Consider this brief outline only sort of CliffsNotes. 

Ultimately, Hinton’s case bounced around the court system before reaching the U.S. Supreme Court. If the Supreme Court had ruled against him, he was told, Alabama would execute him within a year. In the end, “The U.S. Supreme Court did something it had never done,” he said to the Stetson audience, some in tears. “All nine ruled in my favor.” 

The State of Alabama dropped the charges. 

Following his moving speech, Hinton continued the conversation with students, faculty and staff.

“Thirty-four years later, no one with the State of Alabama had the decency to say I’m sorry,” Hinton said, noting that he has not seen a penny from the state.

It was a simple ballistics case, Hinton added, and it took more than 30 years for the truth to be heard. 

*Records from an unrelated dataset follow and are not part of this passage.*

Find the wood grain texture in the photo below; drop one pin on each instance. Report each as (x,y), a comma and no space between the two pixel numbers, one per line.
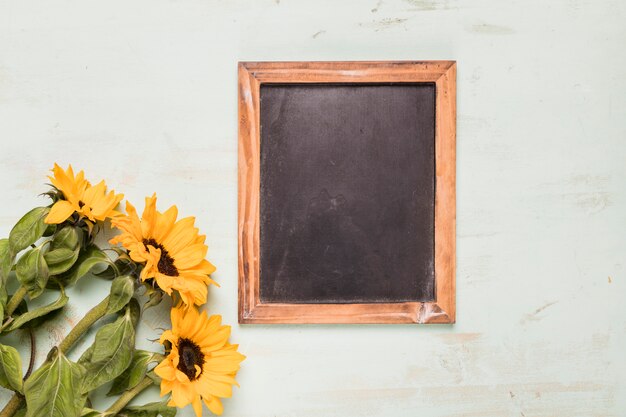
(251,75)
(144,95)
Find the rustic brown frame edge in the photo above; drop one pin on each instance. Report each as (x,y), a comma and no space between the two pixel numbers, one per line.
(250,77)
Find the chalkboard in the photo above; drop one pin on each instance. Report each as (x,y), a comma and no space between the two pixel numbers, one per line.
(346,203)
(347,193)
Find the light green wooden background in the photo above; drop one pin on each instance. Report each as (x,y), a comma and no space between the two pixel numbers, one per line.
(143,93)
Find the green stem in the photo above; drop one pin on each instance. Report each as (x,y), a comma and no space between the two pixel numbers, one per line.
(66,345)
(127,397)
(14,404)
(83,325)
(16,300)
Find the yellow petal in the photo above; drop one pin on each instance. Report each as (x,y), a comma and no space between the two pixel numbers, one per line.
(197,406)
(59,212)
(214,404)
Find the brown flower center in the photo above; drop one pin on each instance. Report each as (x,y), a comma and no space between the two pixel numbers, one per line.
(190,356)
(166,262)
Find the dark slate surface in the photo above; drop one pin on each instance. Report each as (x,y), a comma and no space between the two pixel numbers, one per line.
(347,193)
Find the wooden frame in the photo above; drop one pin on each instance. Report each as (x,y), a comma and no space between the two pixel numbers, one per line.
(251,76)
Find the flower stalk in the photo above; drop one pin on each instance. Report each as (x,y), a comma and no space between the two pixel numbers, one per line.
(83,325)
(125,398)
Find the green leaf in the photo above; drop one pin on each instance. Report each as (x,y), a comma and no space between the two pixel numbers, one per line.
(88,412)
(54,389)
(134,374)
(32,272)
(10,368)
(3,301)
(6,259)
(88,259)
(39,312)
(149,410)
(30,228)
(111,354)
(61,260)
(66,238)
(124,265)
(122,289)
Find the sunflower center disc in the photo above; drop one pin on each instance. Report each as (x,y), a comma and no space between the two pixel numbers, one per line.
(190,356)
(166,262)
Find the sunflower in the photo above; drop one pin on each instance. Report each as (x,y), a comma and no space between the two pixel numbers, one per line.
(172,251)
(80,197)
(201,364)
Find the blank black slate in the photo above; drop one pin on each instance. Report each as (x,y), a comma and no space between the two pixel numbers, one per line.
(347,193)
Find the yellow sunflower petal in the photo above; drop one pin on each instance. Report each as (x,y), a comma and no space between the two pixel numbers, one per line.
(197,406)
(214,404)
(60,211)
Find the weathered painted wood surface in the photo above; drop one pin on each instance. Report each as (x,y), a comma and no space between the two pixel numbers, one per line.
(145,94)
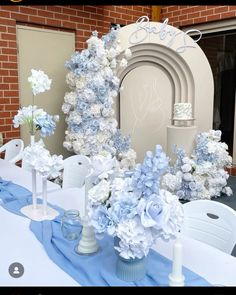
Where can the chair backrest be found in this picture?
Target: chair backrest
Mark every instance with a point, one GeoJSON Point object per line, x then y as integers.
{"type": "Point", "coordinates": [76, 169]}
{"type": "Point", "coordinates": [13, 150]}
{"type": "Point", "coordinates": [210, 222]}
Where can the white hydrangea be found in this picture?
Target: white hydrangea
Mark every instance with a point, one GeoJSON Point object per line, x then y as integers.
{"type": "Point", "coordinates": [39, 81]}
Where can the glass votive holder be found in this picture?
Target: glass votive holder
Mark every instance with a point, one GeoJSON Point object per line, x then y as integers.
{"type": "Point", "coordinates": [71, 225]}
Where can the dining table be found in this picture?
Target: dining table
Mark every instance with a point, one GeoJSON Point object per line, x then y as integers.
{"type": "Point", "coordinates": [19, 244]}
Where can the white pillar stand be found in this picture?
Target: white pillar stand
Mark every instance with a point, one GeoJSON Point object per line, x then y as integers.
{"type": "Point", "coordinates": [182, 136]}
{"type": "Point", "coordinates": [42, 211]}
{"type": "Point", "coordinates": [176, 278]}
{"type": "Point", "coordinates": [88, 243]}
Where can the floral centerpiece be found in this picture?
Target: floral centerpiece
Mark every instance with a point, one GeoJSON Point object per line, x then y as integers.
{"type": "Point", "coordinates": [203, 175]}
{"type": "Point", "coordinates": [92, 128]}
{"type": "Point", "coordinates": [134, 208]}
{"type": "Point", "coordinates": [38, 158]}
{"type": "Point", "coordinates": [36, 118]}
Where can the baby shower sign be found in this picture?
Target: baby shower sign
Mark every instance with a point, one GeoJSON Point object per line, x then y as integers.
{"type": "Point", "coordinates": [163, 33]}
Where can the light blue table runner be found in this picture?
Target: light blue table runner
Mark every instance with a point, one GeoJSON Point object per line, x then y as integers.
{"type": "Point", "coordinates": [88, 270]}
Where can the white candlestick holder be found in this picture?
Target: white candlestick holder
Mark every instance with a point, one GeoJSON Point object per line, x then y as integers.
{"type": "Point", "coordinates": [40, 212]}
{"type": "Point", "coordinates": [176, 278]}
{"type": "Point", "coordinates": [88, 243]}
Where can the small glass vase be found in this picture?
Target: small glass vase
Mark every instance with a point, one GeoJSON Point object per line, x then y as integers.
{"type": "Point", "coordinates": [71, 225]}
{"type": "Point", "coordinates": [130, 270]}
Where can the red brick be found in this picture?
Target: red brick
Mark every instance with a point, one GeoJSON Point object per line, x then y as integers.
{"type": "Point", "coordinates": [199, 20]}
{"type": "Point", "coordinates": [11, 93]}
{"type": "Point", "coordinates": [52, 22]}
{"type": "Point", "coordinates": [4, 100]}
{"type": "Point", "coordinates": [9, 65]}
{"type": "Point", "coordinates": [12, 44]}
{"type": "Point", "coordinates": [12, 134]}
{"type": "Point", "coordinates": [69, 25]}
{"type": "Point", "coordinates": [61, 16]}
{"type": "Point", "coordinates": [3, 29]}
{"type": "Point", "coordinates": [5, 128]}
{"type": "Point", "coordinates": [11, 107]}
{"type": "Point", "coordinates": [5, 114]}
{"type": "Point", "coordinates": [221, 9]}
{"type": "Point", "coordinates": [4, 14]}
{"type": "Point", "coordinates": [27, 10]}
{"type": "Point", "coordinates": [213, 17]}
{"type": "Point", "coordinates": [200, 8]}
{"type": "Point", "coordinates": [8, 121]}
{"type": "Point", "coordinates": [10, 79]}
{"type": "Point", "coordinates": [76, 19]}
{"type": "Point", "coordinates": [9, 51]}
{"type": "Point", "coordinates": [6, 36]}
{"type": "Point", "coordinates": [207, 12]}
{"type": "Point", "coordinates": [232, 7]}
{"type": "Point", "coordinates": [14, 100]}
{"type": "Point", "coordinates": [3, 58]}
{"type": "Point", "coordinates": [228, 14]}
{"type": "Point", "coordinates": [52, 8]}
{"type": "Point", "coordinates": [4, 86]}
{"type": "Point", "coordinates": [37, 19]}
{"type": "Point", "coordinates": [20, 17]}
{"type": "Point", "coordinates": [7, 22]}
{"type": "Point", "coordinates": [45, 13]}
{"type": "Point", "coordinates": [69, 11]}
{"type": "Point", "coordinates": [10, 8]}
{"type": "Point", "coordinates": [3, 43]}
{"type": "Point", "coordinates": [3, 72]}
{"type": "Point", "coordinates": [14, 86]}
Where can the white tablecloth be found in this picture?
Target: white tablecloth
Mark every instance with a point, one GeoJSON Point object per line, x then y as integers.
{"type": "Point", "coordinates": [9, 171]}
{"type": "Point", "coordinates": [18, 244]}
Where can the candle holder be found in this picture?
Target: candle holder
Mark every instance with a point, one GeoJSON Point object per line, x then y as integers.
{"type": "Point", "coordinates": [88, 243]}
{"type": "Point", "coordinates": [40, 211]}
{"type": "Point", "coordinates": [176, 278]}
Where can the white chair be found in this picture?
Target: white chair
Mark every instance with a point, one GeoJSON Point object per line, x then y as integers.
{"type": "Point", "coordinates": [211, 222]}
{"type": "Point", "coordinates": [13, 150]}
{"type": "Point", "coordinates": [76, 169]}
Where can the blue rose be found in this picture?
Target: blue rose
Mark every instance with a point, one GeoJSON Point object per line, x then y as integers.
{"type": "Point", "coordinates": [101, 221]}
{"type": "Point", "coordinates": [151, 211]}
{"type": "Point", "coordinates": [124, 207]}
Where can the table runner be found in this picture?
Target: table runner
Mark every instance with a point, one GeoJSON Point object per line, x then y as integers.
{"type": "Point", "coordinates": [89, 270]}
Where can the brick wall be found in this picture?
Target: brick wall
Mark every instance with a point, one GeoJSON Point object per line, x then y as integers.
{"type": "Point", "coordinates": [82, 19]}
{"type": "Point", "coordinates": [180, 15]}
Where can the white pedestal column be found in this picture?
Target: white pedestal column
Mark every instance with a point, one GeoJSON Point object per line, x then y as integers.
{"type": "Point", "coordinates": [182, 136]}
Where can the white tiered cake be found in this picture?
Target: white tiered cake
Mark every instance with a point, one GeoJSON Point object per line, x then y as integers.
{"type": "Point", "coordinates": [182, 111]}
{"type": "Point", "coordinates": [182, 133]}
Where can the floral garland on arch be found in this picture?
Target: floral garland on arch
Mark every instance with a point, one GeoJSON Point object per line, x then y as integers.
{"type": "Point", "coordinates": [203, 175]}
{"type": "Point", "coordinates": [92, 128]}
{"type": "Point", "coordinates": [134, 208]}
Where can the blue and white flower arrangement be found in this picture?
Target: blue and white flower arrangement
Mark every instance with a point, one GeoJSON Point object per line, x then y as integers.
{"type": "Point", "coordinates": [92, 78]}
{"type": "Point", "coordinates": [134, 208]}
{"type": "Point", "coordinates": [203, 175]}
{"type": "Point", "coordinates": [36, 118]}
{"type": "Point", "coordinates": [39, 158]}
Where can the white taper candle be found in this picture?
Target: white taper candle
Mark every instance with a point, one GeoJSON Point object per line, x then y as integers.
{"type": "Point", "coordinates": [44, 195]}
{"type": "Point", "coordinates": [176, 278]}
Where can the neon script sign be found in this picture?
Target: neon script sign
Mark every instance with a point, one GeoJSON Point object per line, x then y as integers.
{"type": "Point", "coordinates": [144, 29]}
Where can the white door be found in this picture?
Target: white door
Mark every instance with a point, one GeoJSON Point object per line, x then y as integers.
{"type": "Point", "coordinates": [45, 50]}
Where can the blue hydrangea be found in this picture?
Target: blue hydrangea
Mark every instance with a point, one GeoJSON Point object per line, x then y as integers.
{"type": "Point", "coordinates": [146, 177]}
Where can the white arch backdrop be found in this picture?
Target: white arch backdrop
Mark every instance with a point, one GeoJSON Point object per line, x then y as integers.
{"type": "Point", "coordinates": [166, 66]}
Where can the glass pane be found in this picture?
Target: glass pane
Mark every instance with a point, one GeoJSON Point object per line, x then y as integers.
{"type": "Point", "coordinates": [220, 50]}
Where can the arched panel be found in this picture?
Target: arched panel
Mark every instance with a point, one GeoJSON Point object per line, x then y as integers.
{"type": "Point", "coordinates": [183, 75]}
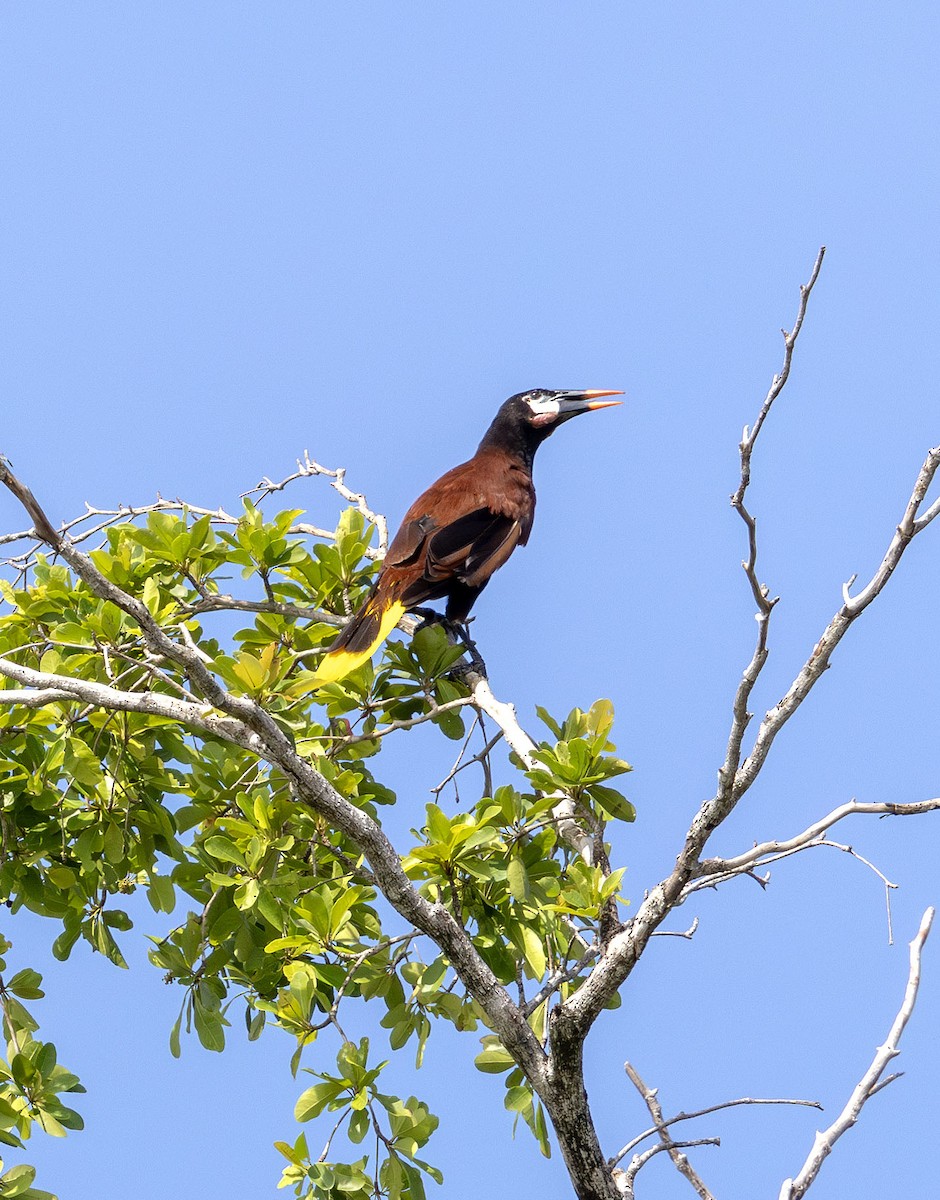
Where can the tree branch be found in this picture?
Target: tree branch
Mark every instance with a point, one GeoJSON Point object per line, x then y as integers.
{"type": "Point", "coordinates": [623, 951]}
{"type": "Point", "coordinates": [867, 1086]}
{"type": "Point", "coordinates": [249, 725]}
{"type": "Point", "coordinates": [672, 1149]}
{"type": "Point", "coordinates": [701, 1113]}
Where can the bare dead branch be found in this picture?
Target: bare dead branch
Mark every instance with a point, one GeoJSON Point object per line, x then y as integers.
{"type": "Point", "coordinates": [626, 1180]}
{"type": "Point", "coordinates": [247, 724]}
{"type": "Point", "coordinates": [819, 660]}
{"type": "Point", "coordinates": [575, 1015]}
{"type": "Point", "coordinates": [504, 715]}
{"type": "Point", "coordinates": [411, 721]}
{"type": "Point", "coordinates": [223, 603]}
{"type": "Point", "coordinates": [307, 467]}
{"type": "Point", "coordinates": [867, 1086]}
{"type": "Point", "coordinates": [701, 1113]}
{"type": "Point", "coordinates": [768, 850]}
{"type": "Point", "coordinates": [741, 717]}
{"type": "Point", "coordinates": [688, 934]}
{"type": "Point", "coordinates": [672, 1149]}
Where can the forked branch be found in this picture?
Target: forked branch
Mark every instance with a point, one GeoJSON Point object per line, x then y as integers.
{"type": "Point", "coordinates": [869, 1083]}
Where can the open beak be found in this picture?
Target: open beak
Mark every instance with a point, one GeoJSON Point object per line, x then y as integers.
{"type": "Point", "coordinates": [570, 403]}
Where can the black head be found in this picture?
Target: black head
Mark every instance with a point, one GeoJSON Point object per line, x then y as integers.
{"type": "Point", "coordinates": [526, 419]}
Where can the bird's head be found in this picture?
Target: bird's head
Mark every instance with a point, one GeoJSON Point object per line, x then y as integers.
{"type": "Point", "coordinates": [526, 419]}
{"type": "Point", "coordinates": [545, 409]}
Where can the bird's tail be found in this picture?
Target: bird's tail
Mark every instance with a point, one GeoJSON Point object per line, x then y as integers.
{"type": "Point", "coordinates": [360, 637]}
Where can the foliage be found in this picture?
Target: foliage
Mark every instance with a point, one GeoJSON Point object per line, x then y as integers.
{"type": "Point", "coordinates": [276, 916]}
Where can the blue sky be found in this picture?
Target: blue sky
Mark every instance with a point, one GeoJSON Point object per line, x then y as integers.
{"type": "Point", "coordinates": [235, 231]}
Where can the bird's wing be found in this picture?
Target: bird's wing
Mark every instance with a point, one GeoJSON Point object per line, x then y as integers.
{"type": "Point", "coordinates": [472, 547]}
{"type": "Point", "coordinates": [408, 541]}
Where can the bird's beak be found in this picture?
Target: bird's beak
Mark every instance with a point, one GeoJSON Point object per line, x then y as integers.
{"type": "Point", "coordinates": [570, 403]}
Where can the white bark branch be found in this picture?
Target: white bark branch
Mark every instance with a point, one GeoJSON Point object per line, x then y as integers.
{"type": "Point", "coordinates": [810, 835]}
{"type": "Point", "coordinates": [867, 1086]}
{"type": "Point", "coordinates": [672, 1149]}
{"type": "Point", "coordinates": [701, 1113]}
{"type": "Point", "coordinates": [504, 715]}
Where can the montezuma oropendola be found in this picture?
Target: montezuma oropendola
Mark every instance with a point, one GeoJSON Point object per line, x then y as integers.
{"type": "Point", "coordinates": [462, 528]}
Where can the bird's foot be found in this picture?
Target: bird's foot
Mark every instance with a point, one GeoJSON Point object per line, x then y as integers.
{"type": "Point", "coordinates": [459, 633]}
{"type": "Point", "coordinates": [429, 617]}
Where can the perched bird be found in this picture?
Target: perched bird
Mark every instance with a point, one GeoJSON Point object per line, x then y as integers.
{"type": "Point", "coordinates": [462, 528]}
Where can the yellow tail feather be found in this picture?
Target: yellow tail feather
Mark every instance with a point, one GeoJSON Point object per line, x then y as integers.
{"type": "Point", "coordinates": [339, 664]}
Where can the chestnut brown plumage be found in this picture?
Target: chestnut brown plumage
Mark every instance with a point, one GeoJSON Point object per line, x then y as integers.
{"type": "Point", "coordinates": [462, 528]}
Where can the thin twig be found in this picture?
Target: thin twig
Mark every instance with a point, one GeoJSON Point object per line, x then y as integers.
{"type": "Point", "coordinates": [674, 1149]}
{"type": "Point", "coordinates": [701, 1113]}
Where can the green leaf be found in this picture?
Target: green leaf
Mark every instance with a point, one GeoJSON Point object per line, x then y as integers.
{"type": "Point", "coordinates": [518, 879]}
{"type": "Point", "coordinates": [25, 984]}
{"type": "Point", "coordinates": [17, 1180]}
{"type": "Point", "coordinates": [315, 1099]}
{"type": "Point", "coordinates": [494, 1061]}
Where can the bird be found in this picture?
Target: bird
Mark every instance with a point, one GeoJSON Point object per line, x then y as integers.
{"type": "Point", "coordinates": [461, 529]}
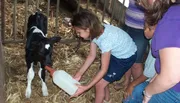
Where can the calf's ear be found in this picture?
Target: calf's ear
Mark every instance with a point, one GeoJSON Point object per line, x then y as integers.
{"type": "Point", "coordinates": [55, 39]}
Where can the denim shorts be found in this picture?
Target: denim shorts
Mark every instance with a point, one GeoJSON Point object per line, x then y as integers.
{"type": "Point", "coordinates": [140, 40]}
{"type": "Point", "coordinates": [118, 67]}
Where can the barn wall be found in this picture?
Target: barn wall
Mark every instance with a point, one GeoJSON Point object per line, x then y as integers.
{"type": "Point", "coordinates": [2, 78]}
{"type": "Point", "coordinates": [115, 7]}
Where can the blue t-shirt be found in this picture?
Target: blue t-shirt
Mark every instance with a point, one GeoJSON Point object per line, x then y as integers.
{"type": "Point", "coordinates": [117, 41]}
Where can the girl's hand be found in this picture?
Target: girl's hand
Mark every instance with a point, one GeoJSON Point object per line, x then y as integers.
{"type": "Point", "coordinates": [77, 77]}
{"type": "Point", "coordinates": [146, 99]}
{"type": "Point", "coordinates": [81, 89]}
{"type": "Point", "coordinates": [128, 91]}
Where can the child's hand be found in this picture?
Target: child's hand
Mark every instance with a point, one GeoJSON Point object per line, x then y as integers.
{"type": "Point", "coordinates": [77, 77]}
{"type": "Point", "coordinates": [81, 89]}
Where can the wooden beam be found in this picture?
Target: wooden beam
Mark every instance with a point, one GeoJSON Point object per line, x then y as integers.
{"type": "Point", "coordinates": [2, 71]}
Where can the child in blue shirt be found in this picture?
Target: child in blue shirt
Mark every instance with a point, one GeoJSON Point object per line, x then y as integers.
{"type": "Point", "coordinates": [117, 48]}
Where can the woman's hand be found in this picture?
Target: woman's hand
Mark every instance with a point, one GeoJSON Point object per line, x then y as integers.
{"type": "Point", "coordinates": [81, 89]}
{"type": "Point", "coordinates": [128, 91]}
{"type": "Point", "coordinates": [146, 97]}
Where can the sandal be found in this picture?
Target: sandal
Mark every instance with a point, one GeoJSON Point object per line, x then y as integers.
{"type": "Point", "coordinates": [119, 86]}
{"type": "Point", "coordinates": [107, 101]}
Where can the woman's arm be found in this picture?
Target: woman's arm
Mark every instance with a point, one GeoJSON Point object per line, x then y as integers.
{"type": "Point", "coordinates": [169, 75]}
{"type": "Point", "coordinates": [130, 88]}
{"type": "Point", "coordinates": [90, 58]}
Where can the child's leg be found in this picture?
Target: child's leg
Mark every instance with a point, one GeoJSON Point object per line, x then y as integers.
{"type": "Point", "coordinates": [126, 81]}
{"type": "Point", "coordinates": [100, 91]}
{"type": "Point", "coordinates": [107, 93]}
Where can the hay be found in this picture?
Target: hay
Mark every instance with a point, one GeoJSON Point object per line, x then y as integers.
{"type": "Point", "coordinates": [64, 57]}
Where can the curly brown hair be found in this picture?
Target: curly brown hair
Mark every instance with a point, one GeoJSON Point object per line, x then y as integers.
{"type": "Point", "coordinates": [155, 11]}
{"type": "Point", "coordinates": [86, 19]}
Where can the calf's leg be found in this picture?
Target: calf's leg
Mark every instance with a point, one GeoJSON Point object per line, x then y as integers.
{"type": "Point", "coordinates": [41, 74]}
{"type": "Point", "coordinates": [30, 76]}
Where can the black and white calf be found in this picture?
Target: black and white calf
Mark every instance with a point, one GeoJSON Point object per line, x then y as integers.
{"type": "Point", "coordinates": [38, 50]}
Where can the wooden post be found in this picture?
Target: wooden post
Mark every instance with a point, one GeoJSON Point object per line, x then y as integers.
{"type": "Point", "coordinates": [2, 72]}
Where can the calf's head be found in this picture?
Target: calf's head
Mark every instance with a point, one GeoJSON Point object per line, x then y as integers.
{"type": "Point", "coordinates": [39, 20]}
{"type": "Point", "coordinates": [37, 43]}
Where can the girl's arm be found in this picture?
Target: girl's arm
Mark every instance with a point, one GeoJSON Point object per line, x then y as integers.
{"type": "Point", "coordinates": [90, 58]}
{"type": "Point", "coordinates": [105, 58]}
{"type": "Point", "coordinates": [104, 67]}
{"type": "Point", "coordinates": [169, 75]}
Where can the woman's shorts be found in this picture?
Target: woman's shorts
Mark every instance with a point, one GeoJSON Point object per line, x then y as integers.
{"type": "Point", "coordinates": [140, 40]}
{"type": "Point", "coordinates": [118, 67]}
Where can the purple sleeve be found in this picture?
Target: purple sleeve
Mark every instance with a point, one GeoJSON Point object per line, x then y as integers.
{"type": "Point", "coordinates": [168, 34]}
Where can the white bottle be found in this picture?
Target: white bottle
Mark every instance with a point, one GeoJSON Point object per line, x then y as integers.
{"type": "Point", "coordinates": [63, 80]}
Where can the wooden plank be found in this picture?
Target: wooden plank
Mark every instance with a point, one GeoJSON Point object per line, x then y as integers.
{"type": "Point", "coordinates": [2, 72]}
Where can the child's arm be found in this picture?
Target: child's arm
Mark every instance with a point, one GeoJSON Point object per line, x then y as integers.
{"type": "Point", "coordinates": [105, 58]}
{"type": "Point", "coordinates": [104, 67]}
{"type": "Point", "coordinates": [90, 58]}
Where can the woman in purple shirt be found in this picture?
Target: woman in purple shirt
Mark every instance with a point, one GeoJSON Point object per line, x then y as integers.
{"type": "Point", "coordinates": [165, 86]}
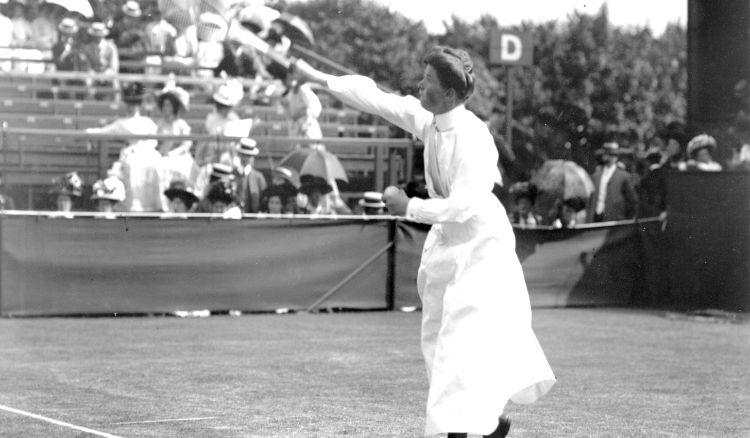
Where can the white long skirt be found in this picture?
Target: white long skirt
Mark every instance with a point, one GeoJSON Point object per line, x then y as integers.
{"type": "Point", "coordinates": [479, 347]}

He continued: “We have a system that treats you better if you are rich and guilty than if you are poor and innocent.” … “Where’s my justice? I lost everything.” … “How does one survive 30 years of pure hell when he knows he didn’t do anything?”

Then Hinton urged the audience to vote, to get “good people” into office. “We have a system I need your help in changing. Change the system before you become a victim like I was. How many men and women need to be exonerated before enough is enough? How many men and women need to be executed in your name before enough is enough?” he asked.

“I am having to learn everything over as if I were a child,” Hinton said. “The world didn’t stop and say, ‘Let’s wait on Anthony Ray Hinton.” 

portrait, smiling
Hinton now works for the Equal Justice Initiative, based in Montgomery, Alabama.
Photo: Cody Love

Today, Hinton works for the Equal Justice Initiative, whose founder and executive director, Bryan Stevenson, helped to find justice for him. EJI, based in Montgomery, Alabama, has a stated mission of ending mass incarceration and excessive punishment in the United States, challenging racial and economic injustice, and protecting basic human rights.

After 30 years of sleeping on a cramped twin mattress, Hinton bought a king-size bed, a California King. Yet, he still sleeps with his knees up at his chest. He still wakes at 2:45 a.m., thinking it’s breakfast time. 

“Four years will not erase what 30 years have done to me,” he concluded.

A movie about Anthony Ray Hinton is being planned. Stetson received gut-wrenching and heartwarming glimpses of the story.